Prove that a set is a subset of another, using predicates and (if needed) quantifiers:
(A $\cap$ C) $\cup$ (B $\cap$ D) $\subseteq$ (A $\cup$ B) $\cap$(C $\cup$ D)
Should I start with the whole statement, and rewrite it using predicates and logic until a tautology comes out or am I supposed to somehow come from the left side of the $\subseteq$ to the right side?
I tried the first option and only ended up going in circles and the second one I’m not sure how it’s supposed to look like.
Thanks!
On
You can write the predicate for the left hand side and the right hand side, then attempt to show one implies the other. The answers are in a spoiler tag so you can try them out yourself :)
$P \equiv (x \in A \land x \in C) \lor (x \in B \land x \in D)$
$P \equiv (x \in A \lor x \in B) \land (x \in C \lor x \in D)$
To show that $P \implies Q$:
the rule that will come in handy is the distributivity of $(\lor)$ over $(\land)$: $(a \land b) \lor (c \land d) = (a \lor c) \land (b \lor d)$.
On
Use the definition of a subset.
$B$ is a subset of $A$ if for all $x\in B$, $x\in A.$
Now let $x\in (A\cap C)\cup(B\cap D)$. Then either $x\in (A\cap C)$ or $x\in (B\cap D)$
Case I: $x\in (A\cap C)$
Then $x\in A$ and $x\in C$. Thus $x\in (A\cup B)$ and $x\in (C\cup D)$. Thus $x\in (A\cup B) \cap (C\cup D)$.
Case II: $x\in (B\cap D)$
Then $x\in B$ and $x\in D$. Thus $x\in (A\cup B)$ and $x\in (C\cup D)$. Thus $x\in (A\cup B) \cap (C\cup D)$.
So in either case $x\in (A\cup B) \cap (C\cup D)$. Therefore $(A\cap C)\cup(B\cap D) \subseteq (A\cup B) \cap (C\cup D)$
Let $x \in (A \cap C) \cup ( B \cap D)$. Then $x \in A \cap C$ or $x \in B \cap D$.
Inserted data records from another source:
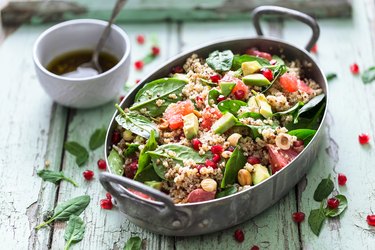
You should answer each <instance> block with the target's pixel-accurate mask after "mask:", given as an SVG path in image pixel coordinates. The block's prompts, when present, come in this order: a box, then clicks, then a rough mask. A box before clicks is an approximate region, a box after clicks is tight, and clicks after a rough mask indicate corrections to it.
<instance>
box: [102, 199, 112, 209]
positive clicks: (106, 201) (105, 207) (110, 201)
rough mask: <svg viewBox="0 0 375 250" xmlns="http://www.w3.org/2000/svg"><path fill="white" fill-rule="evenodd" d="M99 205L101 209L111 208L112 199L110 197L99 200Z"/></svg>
mask: <svg viewBox="0 0 375 250" xmlns="http://www.w3.org/2000/svg"><path fill="white" fill-rule="evenodd" d="M100 207H101V208H102V209H107V210H111V209H112V207H113V204H112V201H111V200H110V199H103V200H100Z"/></svg>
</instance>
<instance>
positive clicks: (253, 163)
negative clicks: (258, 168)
mask: <svg viewBox="0 0 375 250" xmlns="http://www.w3.org/2000/svg"><path fill="white" fill-rule="evenodd" d="M247 162H248V163H250V164H251V165H254V164H259V163H260V159H259V158H258V157H256V156H252V155H250V156H249V157H247Z"/></svg>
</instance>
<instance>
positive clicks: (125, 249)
mask: <svg viewBox="0 0 375 250" xmlns="http://www.w3.org/2000/svg"><path fill="white" fill-rule="evenodd" d="M141 247H142V239H141V238H139V237H138V236H135V237H131V238H130V239H128V241H127V242H126V243H125V246H124V250H141Z"/></svg>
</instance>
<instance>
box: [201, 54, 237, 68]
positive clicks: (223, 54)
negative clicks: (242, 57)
mask: <svg viewBox="0 0 375 250" xmlns="http://www.w3.org/2000/svg"><path fill="white" fill-rule="evenodd" d="M232 62H233V53H232V51H230V50H224V51H222V52H219V51H218V50H215V51H214V52H211V53H210V54H209V56H208V58H207V59H206V63H207V65H208V66H210V67H211V68H212V69H213V70H215V71H219V72H223V71H229V70H230V68H231V67H232Z"/></svg>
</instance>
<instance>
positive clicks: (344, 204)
mask: <svg viewBox="0 0 375 250" xmlns="http://www.w3.org/2000/svg"><path fill="white" fill-rule="evenodd" d="M335 198H336V199H338V200H339V201H340V204H339V207H338V208H336V209H331V208H329V207H326V209H325V215H326V216H327V217H331V218H333V217H336V216H339V215H340V214H341V213H342V212H344V210H345V209H346V208H347V207H348V200H347V199H346V197H345V195H342V194H339V195H336V196H335Z"/></svg>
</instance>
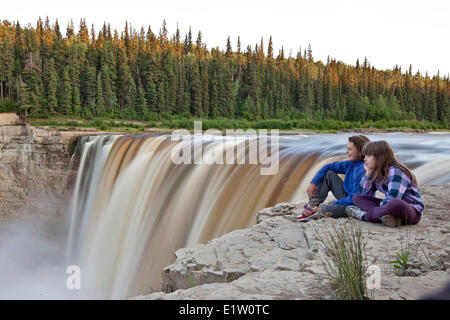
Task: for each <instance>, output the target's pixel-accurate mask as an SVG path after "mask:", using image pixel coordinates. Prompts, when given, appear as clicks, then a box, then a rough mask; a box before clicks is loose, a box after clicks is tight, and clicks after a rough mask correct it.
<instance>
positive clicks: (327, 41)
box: [0, 0, 450, 76]
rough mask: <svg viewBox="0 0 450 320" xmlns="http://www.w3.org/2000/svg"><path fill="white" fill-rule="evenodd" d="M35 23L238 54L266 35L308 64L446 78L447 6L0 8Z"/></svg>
mask: <svg viewBox="0 0 450 320" xmlns="http://www.w3.org/2000/svg"><path fill="white" fill-rule="evenodd" d="M2 2H3V1H2ZM5 2H6V1H5ZM39 16H41V17H42V19H43V20H45V17H46V16H48V17H49V19H50V22H51V23H52V24H53V23H54V21H55V19H58V22H59V24H60V27H61V29H62V31H64V34H65V29H66V26H67V22H68V21H69V20H70V19H72V20H73V22H74V25H75V29H76V30H78V27H79V21H80V19H81V18H85V19H86V23H87V24H88V26H89V28H90V26H91V25H92V24H94V28H95V30H96V33H98V30H99V29H100V28H101V27H102V26H103V22H104V21H106V22H109V23H110V24H111V27H112V29H117V30H118V31H119V32H120V31H123V30H124V26H125V21H128V22H129V23H131V25H132V26H133V28H135V29H136V30H137V31H139V30H140V28H141V27H142V26H144V28H145V30H147V27H148V25H150V26H151V28H152V30H153V32H154V33H156V34H158V33H159V29H160V28H161V26H162V22H163V19H165V20H166V23H167V29H168V31H169V34H170V35H172V34H174V33H175V31H176V28H177V23H178V26H179V29H180V32H181V35H182V39H184V35H185V34H187V33H188V31H189V27H191V29H192V34H193V38H194V41H195V39H196V38H197V34H198V31H199V30H200V31H201V32H202V40H203V42H204V43H206V45H207V47H208V48H212V47H219V48H220V49H225V46H226V41H227V38H228V36H230V39H231V42H232V46H233V50H236V44H237V38H238V36H240V38H241V46H242V48H243V49H245V48H246V47H247V45H251V46H252V48H254V47H255V44H256V43H258V45H259V43H260V41H261V38H263V42H264V49H265V50H266V52H267V44H268V42H269V37H270V36H272V39H273V45H274V52H275V53H276V54H278V52H279V50H280V48H281V46H283V47H284V52H285V56H289V54H290V53H291V54H292V56H294V57H295V56H296V54H297V52H298V50H299V49H300V48H301V50H302V52H303V50H304V49H306V48H307V47H308V45H309V44H311V48H312V52H313V57H314V59H315V60H316V61H317V60H322V61H323V62H324V63H326V61H327V57H328V56H330V57H331V58H334V59H336V60H340V61H343V62H344V63H347V64H352V65H355V63H356V60H357V59H359V60H360V62H362V61H364V57H367V59H368V61H369V62H370V64H371V65H372V66H374V67H375V68H377V69H392V68H393V67H394V66H395V65H399V66H401V67H402V71H406V70H407V69H408V68H409V65H410V64H411V65H412V70H413V73H415V72H417V71H418V70H419V71H420V73H421V74H422V75H423V74H425V72H428V74H429V75H435V74H437V72H438V70H439V72H440V75H441V76H445V75H448V74H449V73H450V59H449V57H450V41H449V39H450V18H449V17H450V1H448V0H427V1H423V0H421V1H417V0H376V1H372V0H370V1H365V0H359V1H358V0H336V1H332V0H309V1H304V0H275V1H274V0H271V1H268V0H259V1H248V0H247V1H245V0H227V1H223V0H222V1H213V0H209V1H208V0H190V1H181V0H164V1H159V0H158V1H143V0H126V1H123V0H122V1H116V0H89V1H87V0H77V1H70V2H69V1H52V0H39V1H36V0H33V1H29V0H21V1H7V3H6V4H5V3H2V5H1V9H0V19H1V20H3V19H7V20H9V21H10V22H12V21H17V20H18V21H19V22H20V24H21V25H22V26H25V25H27V24H28V23H30V24H31V25H32V26H33V27H35V26H36V21H37V19H38V17H39Z"/></svg>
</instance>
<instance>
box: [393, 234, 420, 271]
mask: <svg viewBox="0 0 450 320" xmlns="http://www.w3.org/2000/svg"><path fill="white" fill-rule="evenodd" d="M415 241H416V239H411V230H410V229H406V231H405V234H404V235H401V237H400V252H396V253H395V257H396V259H395V260H393V261H390V262H389V263H390V264H392V265H393V266H394V268H395V269H396V271H397V274H398V275H399V276H407V275H408V267H409V258H410V257H411V255H412V249H413V248H414V243H415Z"/></svg>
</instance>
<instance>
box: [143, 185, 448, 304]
mask: <svg viewBox="0 0 450 320" xmlns="http://www.w3.org/2000/svg"><path fill="white" fill-rule="evenodd" d="M449 190H450V185H449V184H445V185H426V186H421V191H422V194H423V198H424V200H425V204H426V209H425V211H424V213H423V216H422V219H421V221H420V223H419V224H417V225H414V226H402V227H400V228H387V227H385V226H383V225H382V224H381V223H369V222H362V221H357V220H353V219H350V218H340V219H333V218H329V217H324V218H322V219H318V220H312V221H309V222H306V223H299V222H296V220H295V216H296V215H297V214H298V213H299V212H298V211H299V210H300V209H301V207H302V205H301V204H298V203H280V204H278V205H276V206H274V207H272V208H264V209H262V210H261V211H260V212H258V213H257V214H256V215H257V224H256V225H254V226H253V227H251V228H249V229H243V230H236V231H233V232H231V233H228V234H226V235H224V236H222V237H220V238H217V239H213V240H212V241H209V242H207V243H206V244H198V245H195V246H193V247H189V248H184V249H180V250H178V251H177V252H176V260H175V262H174V263H173V264H172V265H170V266H167V267H166V268H165V269H164V271H163V284H162V290H163V291H165V292H154V293H151V294H149V295H147V296H139V297H136V298H137V299H333V298H335V296H334V295H333V289H332V287H331V285H330V283H329V282H328V280H327V276H326V272H325V269H324V266H323V261H322V259H323V258H322V257H323V254H322V252H321V250H320V249H319V247H318V245H317V243H318V240H317V236H318V235H324V234H327V233H329V232H330V230H332V229H333V227H341V226H342V227H344V226H348V225H350V224H353V225H357V226H360V227H361V229H362V231H363V234H364V239H365V242H366V247H365V251H366V255H367V266H371V265H373V266H376V267H378V270H379V271H380V274H379V275H380V287H377V288H374V289H371V290H368V292H367V296H368V297H369V298H372V299H395V300H398V299H418V298H420V297H422V296H423V295H424V294H427V293H429V292H431V291H433V290H435V289H438V288H439V287H442V286H444V285H445V284H446V283H447V282H448V281H450V276H449V274H450V271H449V270H450V268H449V266H450V246H449V243H450V234H449V232H446V231H447V229H448V228H447V226H448V225H450V210H449V209H448V208H450V201H449V200H448V194H449ZM442 231H444V232H442ZM405 250H408V251H409V253H410V255H409V259H408V269H407V272H405V276H398V274H397V273H396V272H395V269H394V267H393V264H391V263H390V262H391V261H393V260H395V258H396V253H401V252H404V251H405Z"/></svg>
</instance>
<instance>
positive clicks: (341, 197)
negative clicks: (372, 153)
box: [297, 135, 370, 221]
mask: <svg viewBox="0 0 450 320" xmlns="http://www.w3.org/2000/svg"><path fill="white" fill-rule="evenodd" d="M369 141H370V140H369V138H367V137H366V136H363V135H356V136H351V137H349V138H348V143H347V156H348V160H346V161H337V162H332V163H329V164H327V165H324V166H323V167H322V168H321V169H320V170H319V172H317V174H316V175H315V176H314V178H313V179H312V181H311V184H310V185H309V187H308V189H307V190H306V193H307V194H308V197H309V204H308V205H305V206H304V210H303V212H302V214H301V215H300V216H298V217H297V220H298V221H303V220H309V219H310V218H311V217H312V216H315V217H314V218H318V217H320V216H331V217H333V218H339V217H346V216H347V214H346V213H345V208H346V207H347V206H350V205H353V202H352V198H353V196H354V195H355V194H358V193H359V182H360V181H361V178H362V177H363V176H364V175H365V170H364V156H363V155H362V148H363V147H364V144H366V143H367V142H369ZM338 174H345V179H344V181H342V179H341V178H340V177H339V176H338ZM330 191H331V192H332V193H333V195H334V197H335V198H336V199H337V200H336V201H334V202H333V203H332V204H322V205H321V203H322V202H324V201H325V199H326V198H327V196H328V192H330Z"/></svg>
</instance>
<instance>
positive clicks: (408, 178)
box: [346, 141, 425, 227]
mask: <svg viewBox="0 0 450 320" xmlns="http://www.w3.org/2000/svg"><path fill="white" fill-rule="evenodd" d="M363 154H364V155H365V157H364V161H365V164H364V169H365V170H366V172H365V175H364V177H363V178H362V180H361V190H360V194H356V195H355V196H354V197H353V202H354V203H355V205H356V206H349V207H347V209H346V212H347V214H348V215H349V216H351V217H354V218H356V219H359V220H365V221H371V222H381V223H383V224H384V225H385V226H388V227H398V226H400V225H406V224H417V223H419V221H420V218H421V217H422V212H423V210H424V207H425V206H424V204H423V202H422V199H421V195H420V191H419V188H418V186H417V185H418V183H417V180H416V177H415V176H414V174H413V173H412V172H411V171H410V170H409V169H408V168H407V167H406V166H405V165H404V164H402V163H401V162H399V161H398V160H397V159H396V158H395V155H394V151H393V150H392V148H391V146H390V145H389V144H388V143H387V142H386V141H373V142H370V143H368V144H366V145H365V146H364V148H363ZM376 190H379V191H381V192H382V193H384V194H385V198H384V199H383V200H382V199H378V198H375V192H376Z"/></svg>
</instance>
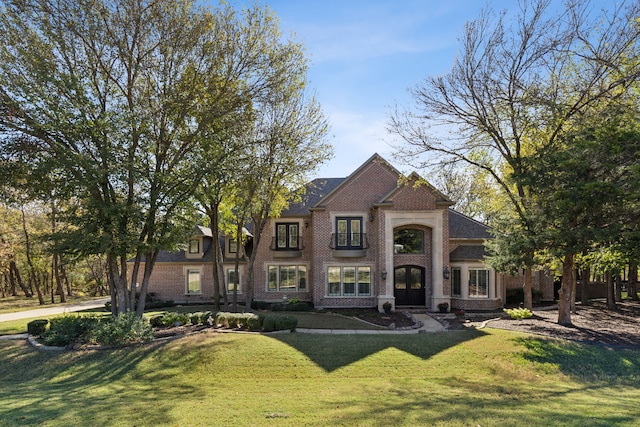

Suppose $x \in A \cap C$, then $x \in A$ and $x \in C$. Therefore $x \in A \cup B$ and $x \in C \cup D$, i.e. $x \in (A \cup B) \cap (C \cup D)$.
Suppose $x \in B \cap D$, then $x \in B$ and $x \in D$. Therefore $x \in A \cup B$ and $x \in C \cup D$, i.e. $x \in (A \cup B) \cap (C \cup D)$.
It follows that $(A \cap C) \cup ( B \cap D) \subseteq(A \cup B) \cap (C \cup D)$.